In the meantime at the wrong end, the ‘dog eat dog’ end of the SPFL with 5 games to go it now looks like a straight fight between Forfar and Bonnyrigg.
Forfar have been picking up more points recently than Bonnyrigg whose 6 point penalty for having an uneven pitch might even become the ‘proverbial straw’.
Unfair in my view but like many occurrences in football we were never given the full facts and there may have been prior warnings.
Levelling up pitches is not just about adding some topsoil to the slope and I’ve been told is horrendously expensive.
I’ve played there and it was not something dreadful, other than a wee natural slope.
The bottom end of our pyramid needs as much thought as the top 12 by the ‘Competitions Working Group’ we talked about above in section 1.
It’s a brutal place to try to run an important community business and the fact that not one of the fall-outs has fought their way back speaks volumes.
Sting is:
A fan’s view of some of the stuff that doesn’t get covered enough and opinions are mine.
Macca : Ram (Both pictured)
After crossing the Abbey Road zebra last week, and still in the Beatles rabbit hole, I revisited another album that I hadn’t played for yonks.
I bought the vinyl in the Record Rendezvous one Saturday morning on Church Street, not a trendy music store by any means, but perfect because I liked one of the girls behind the counter.

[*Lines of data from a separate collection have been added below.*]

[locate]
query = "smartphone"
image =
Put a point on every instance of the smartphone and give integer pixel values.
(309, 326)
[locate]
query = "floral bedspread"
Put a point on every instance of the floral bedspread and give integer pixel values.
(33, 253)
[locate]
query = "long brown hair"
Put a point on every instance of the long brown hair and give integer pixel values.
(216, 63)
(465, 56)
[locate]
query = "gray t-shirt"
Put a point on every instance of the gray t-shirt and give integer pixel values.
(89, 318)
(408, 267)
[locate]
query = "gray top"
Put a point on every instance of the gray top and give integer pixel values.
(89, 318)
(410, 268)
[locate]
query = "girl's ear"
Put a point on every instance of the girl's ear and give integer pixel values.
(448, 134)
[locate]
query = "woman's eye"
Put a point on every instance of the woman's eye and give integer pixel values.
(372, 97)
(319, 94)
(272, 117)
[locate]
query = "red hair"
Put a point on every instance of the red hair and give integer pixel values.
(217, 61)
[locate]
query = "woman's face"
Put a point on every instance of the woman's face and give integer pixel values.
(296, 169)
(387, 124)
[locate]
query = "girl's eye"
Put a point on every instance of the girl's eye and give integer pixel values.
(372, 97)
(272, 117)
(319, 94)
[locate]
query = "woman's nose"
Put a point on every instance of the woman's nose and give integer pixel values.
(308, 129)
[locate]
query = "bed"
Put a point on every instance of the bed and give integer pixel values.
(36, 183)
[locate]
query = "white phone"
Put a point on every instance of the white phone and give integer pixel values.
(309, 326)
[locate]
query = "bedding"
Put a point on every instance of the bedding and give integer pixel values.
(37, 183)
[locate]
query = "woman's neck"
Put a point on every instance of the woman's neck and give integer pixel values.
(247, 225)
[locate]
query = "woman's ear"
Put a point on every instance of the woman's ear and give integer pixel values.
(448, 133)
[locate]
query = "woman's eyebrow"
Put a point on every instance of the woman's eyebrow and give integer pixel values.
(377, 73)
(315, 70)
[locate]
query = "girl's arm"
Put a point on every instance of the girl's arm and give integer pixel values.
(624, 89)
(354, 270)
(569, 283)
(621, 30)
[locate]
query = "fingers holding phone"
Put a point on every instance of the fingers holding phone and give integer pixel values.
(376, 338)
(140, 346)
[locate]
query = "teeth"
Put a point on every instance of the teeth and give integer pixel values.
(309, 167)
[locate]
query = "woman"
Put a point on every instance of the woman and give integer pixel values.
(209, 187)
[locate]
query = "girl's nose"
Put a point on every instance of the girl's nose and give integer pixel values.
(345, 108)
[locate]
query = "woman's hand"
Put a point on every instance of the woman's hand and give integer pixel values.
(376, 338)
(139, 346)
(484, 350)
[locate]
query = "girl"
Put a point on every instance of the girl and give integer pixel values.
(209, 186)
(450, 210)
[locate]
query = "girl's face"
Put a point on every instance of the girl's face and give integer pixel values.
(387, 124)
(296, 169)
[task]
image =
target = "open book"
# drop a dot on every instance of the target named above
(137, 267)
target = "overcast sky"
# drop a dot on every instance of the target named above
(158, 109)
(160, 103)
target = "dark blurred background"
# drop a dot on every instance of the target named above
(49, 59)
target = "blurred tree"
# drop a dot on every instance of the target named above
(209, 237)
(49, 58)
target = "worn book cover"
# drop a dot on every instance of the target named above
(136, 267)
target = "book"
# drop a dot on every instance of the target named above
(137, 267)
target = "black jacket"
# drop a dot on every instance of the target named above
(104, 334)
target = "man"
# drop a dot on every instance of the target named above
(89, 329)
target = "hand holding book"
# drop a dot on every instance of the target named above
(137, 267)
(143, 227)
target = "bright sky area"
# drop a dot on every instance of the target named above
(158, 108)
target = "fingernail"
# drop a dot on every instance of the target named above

The Rendezvous was also conveniently just two doors away from Inverness’s long lost Wimpy Bar where I worked in the kitchen and I remember enjoying a complimentary coffee there after my purchase and trying to do the NME crossword before I was due to start my shift. I bought Ram because I had loved his recent single, ‘Another Day’, and I was a Paul fan at a time when he was a figure of some hate from his ex-bandmates, the press and was almost seen as ‘uncool’. (Paul had been the one who went to the High Court to dissolve the Beatles after all).

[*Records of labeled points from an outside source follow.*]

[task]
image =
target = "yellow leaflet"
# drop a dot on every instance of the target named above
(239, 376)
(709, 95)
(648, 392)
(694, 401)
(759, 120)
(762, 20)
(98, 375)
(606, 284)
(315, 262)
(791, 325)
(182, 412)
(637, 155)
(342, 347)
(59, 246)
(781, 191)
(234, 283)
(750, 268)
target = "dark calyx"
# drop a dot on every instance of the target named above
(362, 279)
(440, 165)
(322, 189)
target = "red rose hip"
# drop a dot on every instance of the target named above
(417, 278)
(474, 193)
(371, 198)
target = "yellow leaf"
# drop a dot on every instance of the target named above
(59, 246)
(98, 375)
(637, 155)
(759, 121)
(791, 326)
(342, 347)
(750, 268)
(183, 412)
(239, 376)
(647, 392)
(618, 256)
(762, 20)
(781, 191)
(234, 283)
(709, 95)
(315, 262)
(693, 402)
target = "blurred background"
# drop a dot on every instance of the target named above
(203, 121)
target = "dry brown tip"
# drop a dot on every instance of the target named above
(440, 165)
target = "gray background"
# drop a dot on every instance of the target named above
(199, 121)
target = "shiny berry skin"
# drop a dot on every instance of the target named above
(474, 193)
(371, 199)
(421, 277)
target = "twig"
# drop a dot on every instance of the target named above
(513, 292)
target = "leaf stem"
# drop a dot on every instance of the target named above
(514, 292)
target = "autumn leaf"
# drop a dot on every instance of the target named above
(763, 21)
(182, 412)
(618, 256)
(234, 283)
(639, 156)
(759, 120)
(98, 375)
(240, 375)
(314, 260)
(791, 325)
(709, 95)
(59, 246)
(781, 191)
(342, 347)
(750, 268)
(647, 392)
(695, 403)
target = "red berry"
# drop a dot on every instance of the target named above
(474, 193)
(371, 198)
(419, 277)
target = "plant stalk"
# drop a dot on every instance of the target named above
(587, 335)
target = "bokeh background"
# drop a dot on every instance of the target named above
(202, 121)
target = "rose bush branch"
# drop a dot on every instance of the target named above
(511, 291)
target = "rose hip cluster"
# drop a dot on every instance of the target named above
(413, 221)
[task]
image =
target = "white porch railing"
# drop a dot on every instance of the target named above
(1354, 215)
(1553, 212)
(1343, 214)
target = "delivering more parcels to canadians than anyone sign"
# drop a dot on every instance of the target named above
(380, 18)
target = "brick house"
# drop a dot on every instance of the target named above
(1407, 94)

The album was fun then and is even more fun today, an early excursion into mild psychedelia, tunefulness and whimsicality that Macca just got.

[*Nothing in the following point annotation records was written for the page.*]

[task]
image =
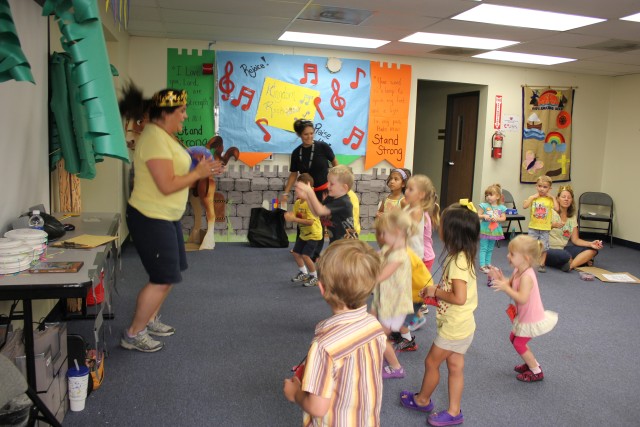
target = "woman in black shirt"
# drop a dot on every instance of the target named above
(312, 157)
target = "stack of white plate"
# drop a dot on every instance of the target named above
(36, 239)
(15, 256)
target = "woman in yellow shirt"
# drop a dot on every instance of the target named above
(161, 184)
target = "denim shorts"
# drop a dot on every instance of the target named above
(542, 235)
(160, 245)
(305, 247)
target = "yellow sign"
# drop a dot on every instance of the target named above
(282, 103)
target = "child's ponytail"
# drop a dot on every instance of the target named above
(461, 232)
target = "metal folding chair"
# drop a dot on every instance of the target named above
(596, 207)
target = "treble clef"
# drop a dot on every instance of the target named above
(337, 102)
(225, 84)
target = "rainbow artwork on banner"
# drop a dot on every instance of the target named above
(546, 133)
(555, 141)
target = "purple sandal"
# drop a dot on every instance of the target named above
(444, 418)
(407, 399)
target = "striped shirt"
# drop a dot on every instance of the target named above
(344, 364)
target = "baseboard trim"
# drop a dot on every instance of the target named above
(626, 243)
(605, 240)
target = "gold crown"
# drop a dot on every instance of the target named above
(170, 99)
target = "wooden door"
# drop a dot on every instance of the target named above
(459, 147)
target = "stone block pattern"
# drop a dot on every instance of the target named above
(245, 188)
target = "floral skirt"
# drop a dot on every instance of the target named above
(535, 329)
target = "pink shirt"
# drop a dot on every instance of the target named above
(429, 254)
(531, 311)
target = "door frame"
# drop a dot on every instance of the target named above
(444, 187)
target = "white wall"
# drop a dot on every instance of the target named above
(622, 150)
(24, 142)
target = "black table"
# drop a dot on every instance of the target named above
(28, 287)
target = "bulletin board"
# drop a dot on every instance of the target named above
(262, 94)
(546, 133)
(188, 71)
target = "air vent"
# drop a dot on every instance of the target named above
(339, 15)
(613, 45)
(457, 51)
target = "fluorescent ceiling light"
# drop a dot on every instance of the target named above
(527, 18)
(293, 36)
(523, 57)
(635, 18)
(457, 41)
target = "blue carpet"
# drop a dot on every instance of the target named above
(241, 324)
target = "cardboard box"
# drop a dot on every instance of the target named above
(54, 336)
(44, 369)
(51, 398)
(610, 277)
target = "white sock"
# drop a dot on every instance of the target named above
(209, 240)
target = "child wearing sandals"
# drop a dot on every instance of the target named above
(397, 182)
(531, 319)
(392, 294)
(342, 380)
(420, 196)
(491, 213)
(457, 300)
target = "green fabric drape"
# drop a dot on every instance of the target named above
(92, 102)
(13, 62)
(69, 123)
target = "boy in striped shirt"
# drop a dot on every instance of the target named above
(342, 382)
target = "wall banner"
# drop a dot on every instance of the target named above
(260, 95)
(388, 114)
(546, 133)
(186, 71)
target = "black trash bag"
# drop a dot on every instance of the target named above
(266, 229)
(53, 227)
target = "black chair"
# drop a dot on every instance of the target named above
(594, 206)
(511, 204)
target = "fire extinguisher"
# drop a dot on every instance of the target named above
(496, 145)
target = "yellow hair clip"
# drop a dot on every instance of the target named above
(469, 205)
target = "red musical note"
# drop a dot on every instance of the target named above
(244, 92)
(225, 84)
(310, 69)
(354, 85)
(261, 123)
(357, 133)
(337, 102)
(306, 99)
(317, 102)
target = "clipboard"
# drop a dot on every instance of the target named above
(610, 277)
(84, 241)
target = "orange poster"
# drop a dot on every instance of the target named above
(388, 114)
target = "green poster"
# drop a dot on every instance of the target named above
(186, 71)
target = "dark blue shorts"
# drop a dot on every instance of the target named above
(160, 245)
(305, 247)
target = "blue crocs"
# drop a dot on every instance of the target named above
(443, 418)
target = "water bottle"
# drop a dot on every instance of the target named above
(36, 221)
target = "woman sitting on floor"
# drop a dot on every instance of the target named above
(567, 250)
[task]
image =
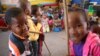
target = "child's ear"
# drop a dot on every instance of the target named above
(9, 27)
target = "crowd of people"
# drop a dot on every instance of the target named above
(28, 24)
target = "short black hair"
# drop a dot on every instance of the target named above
(10, 13)
(34, 9)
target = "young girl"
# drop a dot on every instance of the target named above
(45, 23)
(33, 37)
(84, 43)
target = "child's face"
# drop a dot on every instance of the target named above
(44, 16)
(77, 25)
(19, 25)
(28, 10)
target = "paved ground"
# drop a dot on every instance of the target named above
(56, 42)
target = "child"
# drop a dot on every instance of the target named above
(16, 21)
(33, 37)
(50, 22)
(37, 21)
(84, 43)
(45, 23)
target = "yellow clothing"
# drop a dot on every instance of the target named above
(33, 28)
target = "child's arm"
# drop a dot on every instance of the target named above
(96, 50)
(13, 49)
(35, 32)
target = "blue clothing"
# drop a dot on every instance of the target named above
(78, 49)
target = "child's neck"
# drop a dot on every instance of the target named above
(18, 36)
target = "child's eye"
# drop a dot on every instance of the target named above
(79, 25)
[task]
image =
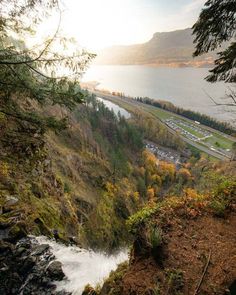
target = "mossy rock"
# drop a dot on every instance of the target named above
(17, 232)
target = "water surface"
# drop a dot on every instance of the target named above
(81, 266)
(185, 87)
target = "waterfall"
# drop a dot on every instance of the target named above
(81, 266)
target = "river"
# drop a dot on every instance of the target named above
(185, 87)
(81, 266)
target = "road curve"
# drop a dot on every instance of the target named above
(117, 99)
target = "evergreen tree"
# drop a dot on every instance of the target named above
(37, 72)
(217, 24)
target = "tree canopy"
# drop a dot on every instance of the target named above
(47, 71)
(216, 25)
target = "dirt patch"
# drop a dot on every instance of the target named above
(187, 248)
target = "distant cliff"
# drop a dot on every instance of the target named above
(164, 49)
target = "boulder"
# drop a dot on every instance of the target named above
(16, 232)
(39, 250)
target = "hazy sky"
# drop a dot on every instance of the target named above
(101, 23)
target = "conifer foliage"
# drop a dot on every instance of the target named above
(217, 24)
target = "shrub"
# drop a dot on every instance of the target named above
(67, 187)
(135, 221)
(155, 237)
(218, 207)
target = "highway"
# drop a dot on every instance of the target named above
(121, 100)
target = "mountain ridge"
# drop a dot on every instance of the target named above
(174, 48)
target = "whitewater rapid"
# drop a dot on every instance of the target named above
(81, 266)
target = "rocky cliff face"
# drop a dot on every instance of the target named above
(26, 267)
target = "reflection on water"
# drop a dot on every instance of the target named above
(185, 87)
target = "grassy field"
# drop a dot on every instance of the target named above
(190, 130)
(216, 140)
(219, 141)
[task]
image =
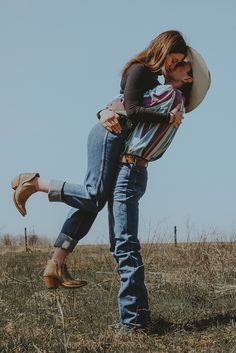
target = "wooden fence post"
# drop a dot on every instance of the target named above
(26, 240)
(175, 235)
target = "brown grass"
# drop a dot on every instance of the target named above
(192, 292)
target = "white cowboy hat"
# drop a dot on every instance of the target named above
(201, 79)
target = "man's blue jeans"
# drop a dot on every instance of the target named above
(129, 187)
(87, 200)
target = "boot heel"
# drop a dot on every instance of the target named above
(51, 283)
(15, 182)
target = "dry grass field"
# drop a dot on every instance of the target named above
(192, 291)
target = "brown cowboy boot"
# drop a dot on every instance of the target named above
(55, 276)
(23, 190)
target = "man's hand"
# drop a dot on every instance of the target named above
(176, 116)
(110, 121)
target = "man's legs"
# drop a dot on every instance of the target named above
(130, 185)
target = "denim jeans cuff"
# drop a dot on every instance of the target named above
(55, 190)
(65, 242)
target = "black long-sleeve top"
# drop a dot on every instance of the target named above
(137, 80)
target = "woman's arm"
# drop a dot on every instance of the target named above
(140, 79)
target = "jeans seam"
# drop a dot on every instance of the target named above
(102, 162)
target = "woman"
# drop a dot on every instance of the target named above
(104, 148)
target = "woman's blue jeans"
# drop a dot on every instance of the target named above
(129, 187)
(87, 200)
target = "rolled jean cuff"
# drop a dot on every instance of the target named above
(65, 242)
(55, 190)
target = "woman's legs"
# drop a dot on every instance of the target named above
(129, 187)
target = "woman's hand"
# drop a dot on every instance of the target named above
(176, 116)
(110, 121)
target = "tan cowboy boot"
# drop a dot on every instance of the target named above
(55, 276)
(23, 190)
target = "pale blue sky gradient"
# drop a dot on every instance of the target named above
(60, 62)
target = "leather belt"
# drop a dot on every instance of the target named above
(130, 159)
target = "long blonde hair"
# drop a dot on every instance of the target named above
(155, 54)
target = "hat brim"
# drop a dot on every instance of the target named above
(201, 79)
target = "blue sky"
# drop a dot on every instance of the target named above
(61, 62)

The first Beatles ‘Indie Album’.
It didn’t have ‘Another Day’ but my favourite track back then and still joyous now ‘Monkberry Moon Delight’ is great and Paul at his best.
I still have no idea what Monkberry Moon Delight was or is.
Looking back, Ram generated some lousy reviews.
Jon Landau, a journo on Rolling Stone said it was “incredibly inconsequential and monumentally irrelevant”.
NME said, “The worst thing Paul McCartney has ever done and an excursion into almost unrelieved tedium”.
John Lennon was grumpy because he thought a few songs were about him and called it “Muzak to my ears”.
Looking back with the benefit of 20/20 hindsight the critics wanted to be offended and offensive.
Whimsicality and tuneful musicality are the timeless glue holding this amazing collection of tunes together and stronger today than ever before.
Ram is now seen as Paul’s best album and I’d agree with that.